気候変動など環境分野に取り組む国際NGOのCDPは、「COSTING THE EARTH – CLIMATE DAMAGE COSTS AND GDP」と題したレポートで、気候変動が引き起こすGDP成長率の減少や損害について報告している。
調査はパリ協定に沿った2度目標が達成されるシナリオ(2度シナリオ)と2100年までに4度の気温上昇が起きるシナリオ(参照シナリオ)という2つのシナリオを対象として、英ユニバーシティ・カレッジ・ロンドン(UCL)が実施している。気候変動によるGDPへの影響の測定は単一モデルによる評価には限界があることから、本調査では3つの異なるモデルが使用された。
調査では、2050年までに両シナリオでGDP成長率が10%減少、参照シナリオでは2100年時点で25%減少することが判明したことから、2度シナリオと参照シナリオのどちらのケースにおいても早急に電化への取り組みを進め、炭素除去技術を確立していくことが求められる結果となった。
また、気候変動による年間の損害は、最終的に参照シナリオが31.2兆米ドルに達し、2度シナリオの1.8兆米ドルの17倍になると推定されている。

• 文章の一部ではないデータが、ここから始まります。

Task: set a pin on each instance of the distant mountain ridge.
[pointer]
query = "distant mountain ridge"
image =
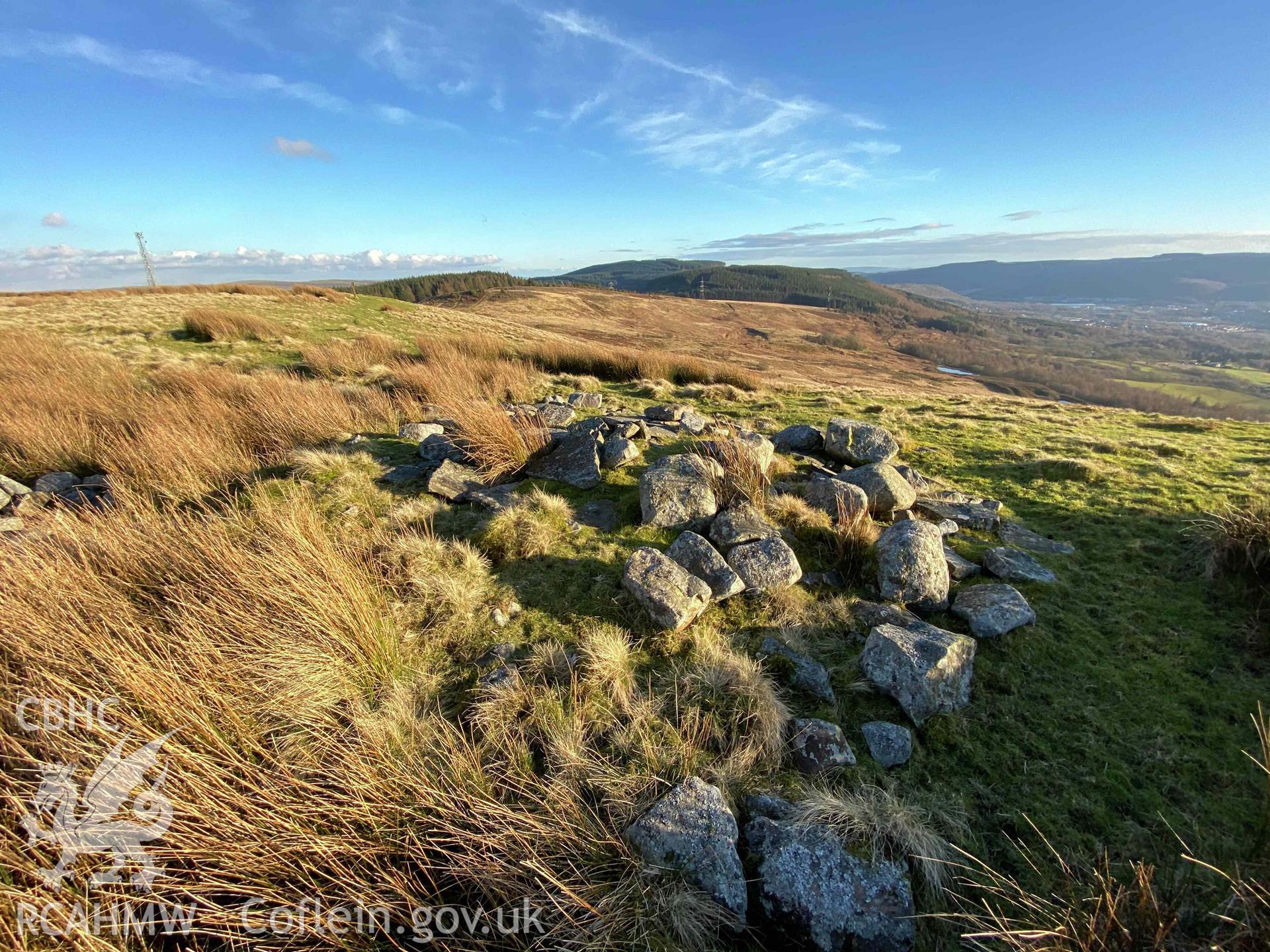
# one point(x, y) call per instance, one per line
point(1159, 280)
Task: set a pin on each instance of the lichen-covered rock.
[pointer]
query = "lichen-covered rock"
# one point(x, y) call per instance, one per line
point(860, 444)
point(616, 452)
point(912, 568)
point(887, 491)
point(799, 438)
point(693, 830)
point(738, 524)
point(992, 610)
point(818, 746)
point(574, 461)
point(677, 492)
point(672, 596)
point(889, 744)
point(825, 492)
point(766, 565)
point(927, 670)
point(822, 895)
point(695, 554)
point(800, 670)
point(1016, 565)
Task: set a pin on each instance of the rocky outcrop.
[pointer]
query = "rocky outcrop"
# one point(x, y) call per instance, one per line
point(677, 492)
point(693, 830)
point(672, 596)
point(927, 670)
point(992, 610)
point(824, 896)
point(911, 565)
point(860, 444)
point(766, 565)
point(695, 554)
point(887, 491)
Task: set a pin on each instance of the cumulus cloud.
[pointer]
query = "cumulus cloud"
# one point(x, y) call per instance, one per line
point(65, 266)
point(300, 149)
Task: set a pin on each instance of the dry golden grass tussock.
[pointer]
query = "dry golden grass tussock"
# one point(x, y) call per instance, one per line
point(214, 324)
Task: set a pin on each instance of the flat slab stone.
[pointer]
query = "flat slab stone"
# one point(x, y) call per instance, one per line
point(992, 610)
point(1016, 565)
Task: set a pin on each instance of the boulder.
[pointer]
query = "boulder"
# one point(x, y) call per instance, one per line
point(1023, 537)
point(419, 432)
point(825, 493)
point(695, 554)
point(818, 746)
point(616, 452)
point(693, 830)
point(738, 524)
point(586, 401)
point(968, 512)
point(799, 438)
point(927, 672)
point(574, 461)
point(992, 610)
point(803, 672)
point(677, 492)
point(912, 568)
point(860, 444)
point(822, 896)
point(889, 744)
point(886, 489)
point(450, 480)
point(959, 568)
point(1016, 565)
point(666, 589)
point(766, 565)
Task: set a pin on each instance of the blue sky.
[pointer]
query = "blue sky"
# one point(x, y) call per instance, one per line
point(308, 139)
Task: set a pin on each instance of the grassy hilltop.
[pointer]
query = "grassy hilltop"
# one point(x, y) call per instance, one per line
point(314, 635)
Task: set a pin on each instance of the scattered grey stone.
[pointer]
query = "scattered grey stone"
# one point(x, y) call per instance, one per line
point(818, 746)
point(992, 610)
point(738, 524)
point(695, 554)
point(799, 438)
point(766, 565)
point(599, 513)
point(889, 744)
point(804, 673)
point(1016, 565)
point(927, 672)
point(859, 442)
point(959, 568)
point(419, 432)
point(825, 492)
point(911, 565)
point(574, 461)
point(451, 480)
point(55, 483)
point(1023, 537)
point(887, 489)
point(967, 512)
point(677, 492)
point(821, 895)
point(666, 589)
point(616, 452)
point(693, 830)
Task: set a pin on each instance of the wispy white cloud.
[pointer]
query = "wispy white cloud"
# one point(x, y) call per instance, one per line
point(300, 149)
point(64, 266)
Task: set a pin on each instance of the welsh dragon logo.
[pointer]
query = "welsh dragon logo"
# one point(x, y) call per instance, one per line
point(101, 819)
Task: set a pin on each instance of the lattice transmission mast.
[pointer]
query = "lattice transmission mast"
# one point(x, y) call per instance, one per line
point(145, 259)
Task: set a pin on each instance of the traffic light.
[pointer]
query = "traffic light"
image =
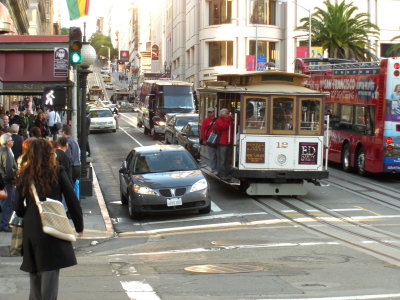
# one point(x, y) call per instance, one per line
point(75, 45)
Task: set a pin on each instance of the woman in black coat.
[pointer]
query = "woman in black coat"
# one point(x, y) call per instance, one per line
point(44, 255)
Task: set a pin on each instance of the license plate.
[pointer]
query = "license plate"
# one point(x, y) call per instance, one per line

2度シナリオの場合、2075年までに損害はピークを迎え横ばいとなるのに対し、参照シナリオでは同時期には2度シナリオの3倍の損害に達し、2100年を境に急上昇していくシミュレーションとなっている。損害を緩和するためには、2度シナリオのケースでも年間約7兆米ドルのコストが必要になる試算だ。

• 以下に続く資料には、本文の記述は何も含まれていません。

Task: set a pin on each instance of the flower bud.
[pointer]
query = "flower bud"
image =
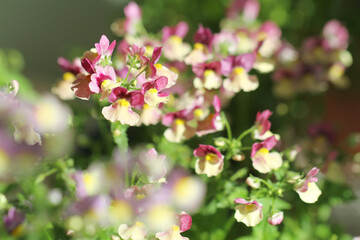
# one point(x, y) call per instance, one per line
point(253, 182)
point(238, 157)
point(276, 218)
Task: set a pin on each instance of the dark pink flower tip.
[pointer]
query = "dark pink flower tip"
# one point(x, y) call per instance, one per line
point(272, 30)
point(87, 65)
point(117, 93)
point(268, 143)
point(202, 150)
point(67, 66)
point(246, 61)
point(217, 104)
point(243, 201)
point(185, 221)
point(132, 11)
point(161, 83)
point(156, 55)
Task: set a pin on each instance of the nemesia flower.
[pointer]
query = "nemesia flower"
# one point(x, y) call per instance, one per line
point(174, 47)
point(51, 115)
point(209, 162)
point(135, 232)
point(249, 213)
point(104, 48)
point(13, 222)
point(208, 75)
point(120, 109)
point(307, 189)
point(150, 115)
point(179, 129)
point(155, 165)
point(276, 218)
point(81, 86)
point(162, 71)
point(152, 91)
point(263, 160)
point(103, 81)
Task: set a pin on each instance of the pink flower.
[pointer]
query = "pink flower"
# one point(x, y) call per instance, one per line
point(308, 191)
point(120, 109)
point(179, 30)
point(209, 162)
point(208, 75)
point(179, 130)
point(262, 122)
point(263, 160)
point(103, 80)
point(276, 218)
point(336, 35)
point(153, 93)
point(104, 48)
point(249, 213)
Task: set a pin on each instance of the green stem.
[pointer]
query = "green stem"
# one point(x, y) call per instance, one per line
point(227, 125)
point(246, 132)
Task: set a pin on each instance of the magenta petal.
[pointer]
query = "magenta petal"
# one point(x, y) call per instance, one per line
point(185, 222)
point(161, 83)
point(136, 98)
point(217, 104)
point(87, 65)
point(181, 29)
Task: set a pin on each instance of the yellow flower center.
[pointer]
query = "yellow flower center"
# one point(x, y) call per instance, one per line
point(69, 77)
point(199, 46)
point(152, 91)
point(198, 113)
point(211, 158)
point(179, 122)
point(123, 103)
point(238, 70)
point(208, 72)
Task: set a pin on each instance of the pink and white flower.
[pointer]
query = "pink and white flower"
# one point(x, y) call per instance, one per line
point(250, 213)
point(153, 92)
point(120, 109)
point(307, 189)
point(263, 160)
point(209, 162)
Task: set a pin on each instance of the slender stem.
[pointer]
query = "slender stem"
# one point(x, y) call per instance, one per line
point(246, 132)
point(139, 74)
point(129, 71)
point(227, 125)
point(245, 148)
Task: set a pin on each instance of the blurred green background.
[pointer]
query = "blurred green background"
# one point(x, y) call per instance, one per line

気候変動緩和に向けた対策を取らない参照シナリオでは、GDP成長率の一層の減少とさまざまなコストが発生することが判明した本調査。レポートでは、適切な政策措置によってこうしたコストが「はるかに低くなる」とされており、政策立案者に早急な対応を求めている。また、こうした政策を待つだけではなく、気候変動の影響を受ける企業や金融システムは気候変動緩和に向けた投資を積極的に取り組む必要があるとしてレポートは締めくくられている。